Just about every corporate malfeasance seems to have been committed by those at the top of the publicly-held toy company, Mattel over the years – accounting fraud, lavish entitlements, golden parachutes given despite disastrous management reigns, corporate property theft, and endless litigations. These and other ‘dirty laundry’ are aired in the book, “Toy Monster, the big, bad world of Mattel” by Jerry Oppenheimer.
Now, the book is mostly about the personal backbiting and internal politicking that went on at Mattel, and as such, are not the main concerns of this site. But since I have read it (and it’s an interesting read for those of you who like reading about insider dramas at big corporations), I want to raise the human interest themes of the book to a more macro-level question: Just how much better governed are public companies than privately owned ones?
We know that going public tends to bring in more professional management, who should be bringing in best practices, to a company. But once you have management who are company insiders but are divorced from the fiduciary duties coming from true personal ownership of the firm, and who are in a position to negotiate for themselves better returns (whether in the form of salaries, wages, or stock options) than its small, passive shareowners, are we at all surprised that these things constantly happen at the large public companies?
Stock options were supposed to have better aligned company management interest with the interest of the small shareowner. But still, this didn’t prevent unscrupulous executives from writing for themselves backdated options, options with low exercise prices, or instituted other methods that ensured their options were never ‘out of the money’, regardless of what happened to the stock in the long-run (meaning in the years after they have left the company).
Now, just because a company is public doesn’t mean it automatically gets the best executives who can bring in the best practices. In reality, being a public company actually meant the company can now afford to participate in bidding wars to lure ‘rock star’ CEOs, those who are best at promoting their agenda and in keeping themselves in the limelight.
Are we then surprised that as companies got bigger, more politicking and backbiting went on, and those who managed to get to the top often are those who really are the most narcissistic, opportunistic go-getters? It’s the shareholders who end up paying more, to get these people - who end up driving the company to the ground.

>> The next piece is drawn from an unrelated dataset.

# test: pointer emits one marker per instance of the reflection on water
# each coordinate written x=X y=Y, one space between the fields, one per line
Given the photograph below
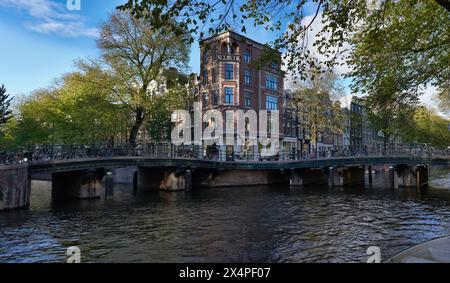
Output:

And who is to keep the CEO from looting the company, usually by negotiating lavish perks and a golden parachute for himself? Is it the Board of Directors? Not if they are cronies who also profit from giving these concessions to the CEO. We see a bit of that also in the Mattel story.
So you ask me, where do I think the real wealth creation will come from in the years to come? As far as 'public wealth creation' is concerned, without a doubt, my answer is, from the smaller companies, as they always have been ever since companies started becoming public. Who should we be looking out for in terms of providing better economic incentives? I don’t have to repeat myself on that.